Marinated in primordial reds, I needed something to send me off into the good night, something unapologetically cherry vanilla with a touch of herbs and foliage. I uncorked a bottle of Merlot, which I rarely do, but was gratified with each sip: Tura’s 2011 Mountain Heights tasted as if it came from grapes that grew on a lush mountain and handled tenderly and with love. Which, as it happens, is precisely the case: Tura means mountain in Aramaic, and the hilly vineyard was started by Vered and Erez Ben Saadon, a deeply religious pair who taught themselves the art of winemaking as they went along.
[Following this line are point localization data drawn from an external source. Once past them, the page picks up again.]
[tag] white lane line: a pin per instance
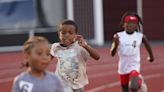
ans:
(110, 85)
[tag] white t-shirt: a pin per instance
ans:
(71, 66)
(129, 52)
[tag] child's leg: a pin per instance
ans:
(143, 86)
(125, 88)
(124, 82)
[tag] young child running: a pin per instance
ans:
(128, 42)
(72, 53)
(36, 78)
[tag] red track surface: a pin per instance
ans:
(102, 74)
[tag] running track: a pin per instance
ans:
(102, 74)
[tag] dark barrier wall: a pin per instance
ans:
(153, 15)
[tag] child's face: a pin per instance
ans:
(130, 26)
(67, 34)
(39, 57)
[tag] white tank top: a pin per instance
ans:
(129, 52)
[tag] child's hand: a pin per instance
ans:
(150, 59)
(116, 39)
(81, 41)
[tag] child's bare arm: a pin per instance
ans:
(93, 53)
(115, 44)
(148, 48)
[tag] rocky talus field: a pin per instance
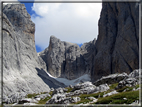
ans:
(102, 71)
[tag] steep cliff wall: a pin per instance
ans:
(68, 60)
(116, 50)
(117, 46)
(23, 70)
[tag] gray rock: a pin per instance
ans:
(64, 59)
(23, 70)
(117, 47)
(83, 85)
(43, 96)
(103, 87)
(111, 79)
(127, 82)
(62, 99)
(110, 93)
(27, 100)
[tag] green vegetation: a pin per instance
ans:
(118, 98)
(31, 95)
(69, 89)
(137, 86)
(125, 88)
(43, 101)
(84, 97)
(113, 86)
(51, 93)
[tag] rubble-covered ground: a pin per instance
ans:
(126, 91)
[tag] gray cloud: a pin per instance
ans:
(72, 22)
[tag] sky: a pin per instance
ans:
(71, 22)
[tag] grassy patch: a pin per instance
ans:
(125, 88)
(43, 101)
(84, 97)
(137, 86)
(31, 95)
(51, 93)
(113, 86)
(118, 98)
(69, 89)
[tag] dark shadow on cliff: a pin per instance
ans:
(51, 82)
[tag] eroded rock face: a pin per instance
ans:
(23, 70)
(116, 49)
(68, 60)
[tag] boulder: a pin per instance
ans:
(110, 93)
(103, 87)
(62, 99)
(43, 96)
(111, 79)
(127, 82)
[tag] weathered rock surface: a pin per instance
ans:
(110, 93)
(117, 46)
(115, 50)
(23, 70)
(111, 79)
(62, 99)
(64, 59)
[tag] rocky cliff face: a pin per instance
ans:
(64, 59)
(117, 46)
(23, 70)
(115, 50)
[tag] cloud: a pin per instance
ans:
(71, 22)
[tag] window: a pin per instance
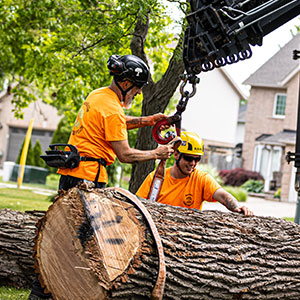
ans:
(279, 105)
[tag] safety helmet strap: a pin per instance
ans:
(124, 92)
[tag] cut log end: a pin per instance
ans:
(92, 237)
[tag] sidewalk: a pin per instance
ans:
(34, 189)
(261, 207)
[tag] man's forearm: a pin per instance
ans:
(231, 203)
(137, 122)
(227, 200)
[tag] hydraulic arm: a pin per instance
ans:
(220, 32)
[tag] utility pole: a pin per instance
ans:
(296, 156)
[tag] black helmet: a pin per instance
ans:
(128, 67)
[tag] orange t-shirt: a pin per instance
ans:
(100, 121)
(189, 192)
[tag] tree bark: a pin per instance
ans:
(156, 97)
(209, 255)
(17, 232)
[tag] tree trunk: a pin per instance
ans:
(156, 97)
(208, 255)
(17, 232)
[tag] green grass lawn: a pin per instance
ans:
(23, 199)
(8, 293)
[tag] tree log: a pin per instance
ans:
(208, 255)
(17, 232)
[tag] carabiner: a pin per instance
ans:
(193, 79)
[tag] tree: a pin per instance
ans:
(208, 255)
(58, 50)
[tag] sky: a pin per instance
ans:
(272, 43)
(260, 54)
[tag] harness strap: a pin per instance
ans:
(101, 161)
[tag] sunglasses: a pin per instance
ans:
(191, 158)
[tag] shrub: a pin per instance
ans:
(238, 176)
(254, 186)
(239, 193)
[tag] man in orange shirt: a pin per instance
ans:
(186, 186)
(100, 130)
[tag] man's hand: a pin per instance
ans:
(137, 122)
(230, 202)
(244, 210)
(157, 117)
(164, 151)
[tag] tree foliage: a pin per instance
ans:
(58, 50)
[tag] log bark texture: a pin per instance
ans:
(17, 232)
(208, 255)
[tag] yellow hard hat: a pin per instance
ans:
(191, 143)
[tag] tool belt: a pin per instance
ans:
(68, 159)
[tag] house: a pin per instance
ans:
(271, 120)
(216, 115)
(213, 113)
(13, 130)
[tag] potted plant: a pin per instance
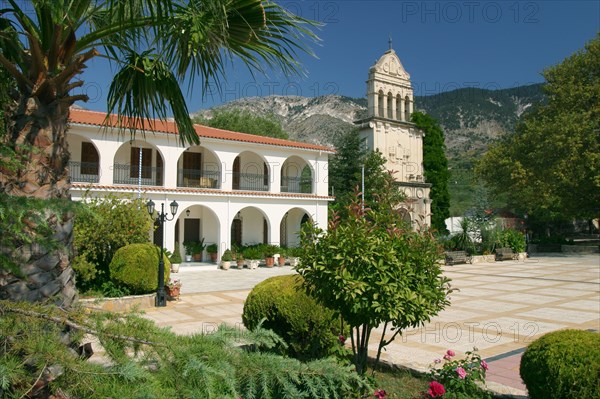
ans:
(293, 256)
(212, 250)
(253, 255)
(175, 259)
(198, 249)
(226, 259)
(189, 250)
(239, 258)
(281, 258)
(269, 254)
(173, 288)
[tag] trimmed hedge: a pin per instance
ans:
(135, 266)
(563, 365)
(310, 329)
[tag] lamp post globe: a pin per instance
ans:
(161, 217)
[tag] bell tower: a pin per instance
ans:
(388, 128)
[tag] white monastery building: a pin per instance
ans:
(387, 128)
(232, 188)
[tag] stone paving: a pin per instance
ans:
(498, 307)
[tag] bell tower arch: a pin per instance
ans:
(387, 128)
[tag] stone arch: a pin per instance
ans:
(406, 216)
(398, 115)
(195, 221)
(252, 222)
(380, 103)
(290, 225)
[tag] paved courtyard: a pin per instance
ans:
(498, 307)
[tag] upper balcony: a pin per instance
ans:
(140, 163)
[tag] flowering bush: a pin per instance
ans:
(173, 284)
(458, 378)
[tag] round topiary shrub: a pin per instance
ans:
(310, 329)
(135, 266)
(562, 365)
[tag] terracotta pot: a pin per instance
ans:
(173, 292)
(294, 261)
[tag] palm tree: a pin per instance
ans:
(154, 45)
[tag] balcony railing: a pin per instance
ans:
(129, 174)
(198, 178)
(250, 182)
(84, 172)
(296, 184)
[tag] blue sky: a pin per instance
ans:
(443, 45)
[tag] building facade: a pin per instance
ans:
(387, 128)
(232, 188)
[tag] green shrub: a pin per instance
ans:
(310, 330)
(512, 239)
(563, 364)
(135, 266)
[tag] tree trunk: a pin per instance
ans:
(36, 132)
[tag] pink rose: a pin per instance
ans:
(436, 389)
(484, 365)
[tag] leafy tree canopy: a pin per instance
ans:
(102, 226)
(436, 169)
(372, 268)
(550, 166)
(241, 120)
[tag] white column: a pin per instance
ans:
(375, 103)
(402, 105)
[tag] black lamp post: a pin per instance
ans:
(161, 296)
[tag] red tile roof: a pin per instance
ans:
(98, 119)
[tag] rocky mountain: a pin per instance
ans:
(471, 117)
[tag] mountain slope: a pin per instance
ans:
(471, 117)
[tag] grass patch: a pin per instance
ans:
(401, 383)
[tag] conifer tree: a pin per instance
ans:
(436, 172)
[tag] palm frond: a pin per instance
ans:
(205, 34)
(145, 89)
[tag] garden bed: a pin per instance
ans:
(120, 304)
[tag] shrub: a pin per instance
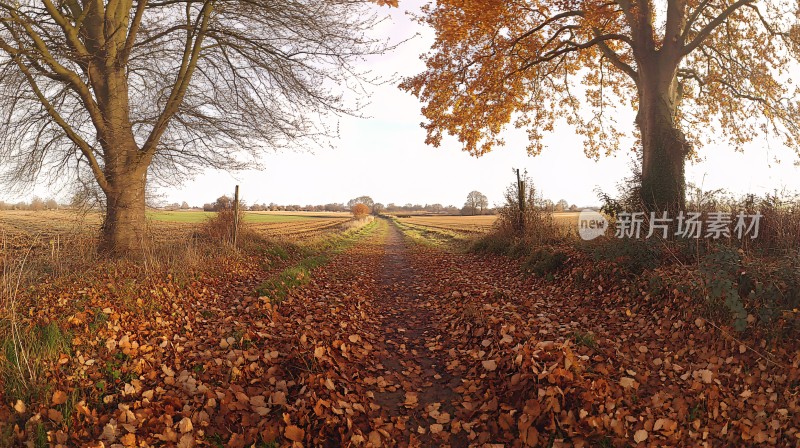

It shows: This is not a timid Merlot, subdued into docility by too much polish. Like the people who live in the Jewish communities nearby, it is unabashed about its convictions and was not designed to play nice with the skeptics.

With three nearly empty bottles by my side, I felt much better about the state of affairs. Let the sanctioners sanction and the divesters divest. To fight back, all you have to do is tilt your glass a little, swirl it once or twice, take a long sip, and know that you are supporting the only people who have historically won any conflict worth winning, those who answer guns and knives and violence with vineyards and grapes and hopes of a better vintage to come.